HBLM

Hierarchical Bi-Directional Linear Feature Modulation for Hierarchical Text Classification.

This repository trains and evaluates FiLM-based hierarchical text classifiers. The easiest way to use it is to edit one of the run scripts in scripts/ and run it with bash.

What Is Included

Single-branch FiLM cascades:
- top_down: predicts from root levels toward leaf levels.
- bottom_up: predicts from leaf levels toward root levels.
Joint FiLM models:
- dual: trains top-down and bottom-up branches together.
- tri_head_diffcat: trains top-down, bottom-up, and DiffCat mix heads.
Evaluation scripts for:
- one single-branch checkpoint,
- an ensemble of separate top-down and bottom-up checkpoints,
- one joint checkpoint.

Main entrypoint: hblm_experiments.py

Run scripts: scripts/

Install

python3 -m venv venv
source venv/bin/activate
pip install -r requirements.txt

Prepare Data

Datasets are not stored in this repository. Download each dataset from its original source, then convert it with the scripts in datasets/.

Prepared datasets are expected under:

data/<dataset_name>/...

Supported dataset_name values:

nyt
aapd
rcv1v2
bgc
wos

See DATA.md for dataset sources, conversion commands, and validation steps.

Run Scripts

Each script has a configuration block at the top. In normal use, edit that block, save the file, and run the script.
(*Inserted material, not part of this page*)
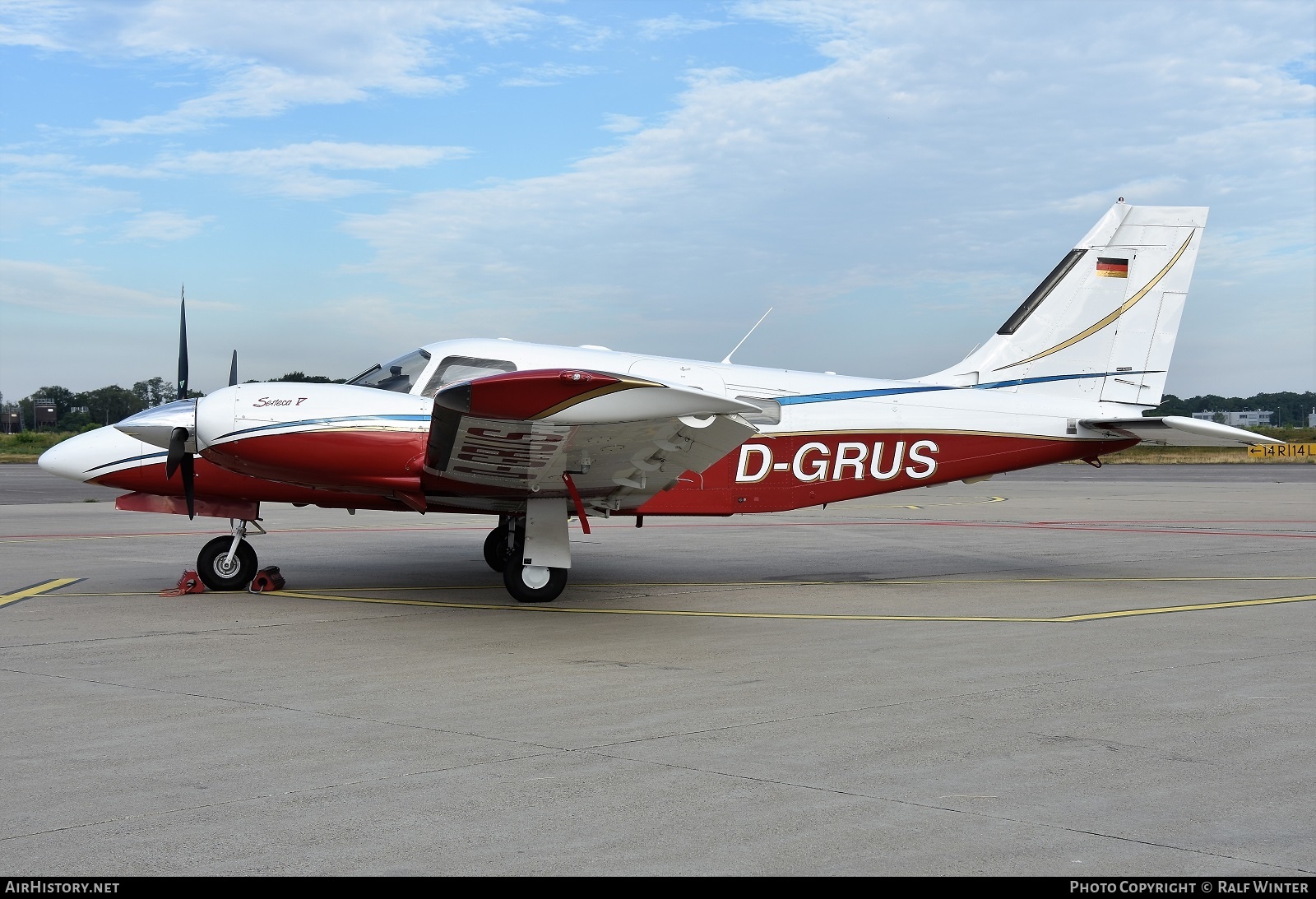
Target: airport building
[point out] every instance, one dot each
(1247, 419)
bash scripts/train_single.sh
bash scripts/train_joint.sh
bash scripts/eval_single.sh
bash scripts/eval_ensemble.sh
bash scripts/eval_joint.sh

Training writes checkpoints and result JSON files under outputs/ by default. Evaluation writes timestamped result JSON files under outputs/results/.

Train A Single Branch

Use scripts/train_single.sh to train one FiLM cascade direction.
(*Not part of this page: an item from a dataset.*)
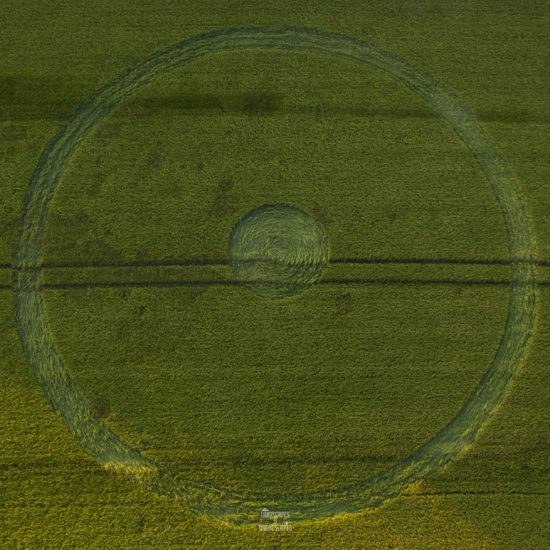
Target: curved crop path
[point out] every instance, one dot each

Edit these settings first:

datasets=("aapd")
seeds=(1)
cascade_direction="top_down"
model_name="FacebookAI/roberta-large"
data_dir="data"
output_dir="outputs"

Then run:

bash scripts/train_single.sh

Use cascade_direction="top_down" for root-to-leaf prediction, or cascade_direction="bottom_up" for leaf-to-root prediction.

To run several datasets or seeds in one script call, add them to the arrays:

datasets=("aapd" "wos")
seeds=(1 2 3)

The script will run every dataset/seed combination.

Train A Joint Model

Use scripts/train_joint.sh to train both hierarchy directions in one model.
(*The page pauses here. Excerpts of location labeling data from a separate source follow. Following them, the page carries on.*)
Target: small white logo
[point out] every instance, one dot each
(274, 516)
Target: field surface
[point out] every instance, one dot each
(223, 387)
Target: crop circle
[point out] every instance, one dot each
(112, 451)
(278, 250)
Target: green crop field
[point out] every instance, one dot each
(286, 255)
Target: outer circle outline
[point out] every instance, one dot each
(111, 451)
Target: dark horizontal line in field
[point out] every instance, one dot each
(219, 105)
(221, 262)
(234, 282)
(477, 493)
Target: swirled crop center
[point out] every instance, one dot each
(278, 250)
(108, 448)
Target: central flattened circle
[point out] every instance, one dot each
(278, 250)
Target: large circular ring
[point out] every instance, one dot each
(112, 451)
Edit these settings first:

datasets=("aapd")
seeds=(1)
joint_variant="tri_head_diffcat"
joint_objective="full"
model_name="FacebookAI/roberta-large"
data_dir="data"
output_dir="outputs"

Then run:

bash scripts/train_joint.sh

joint_variant controls the joint architecture:

dual: top-down + bottom-up branches.
tri_head_diffcat: top-down + bottom-up + DiffCat mix head.

joint_objective controls which logits receive training loss:

full: use the fused objective plus auxiliary branch losses.
aux_only: use only branch losses. This is only valid for dual.

The script forces joint_objective="full" when joint_variant="tri_head_diffcat", because that is the supported configuration.

Configure Training

The most important shared training settings are:

learning_rate=0.00003
epochs=65
batch_size=32
threshold=0.5
model_name="FacebookAI/roberta-large"

learning_rate: optimizer learning rate.
epochs: maximum number of training epochs. Early stopping may stop sooner.
batch_size: documents per training batch.
threshold: probability/logit threshold used for validation and test metrics.
model_name: Hugging Face encoder name or local model path.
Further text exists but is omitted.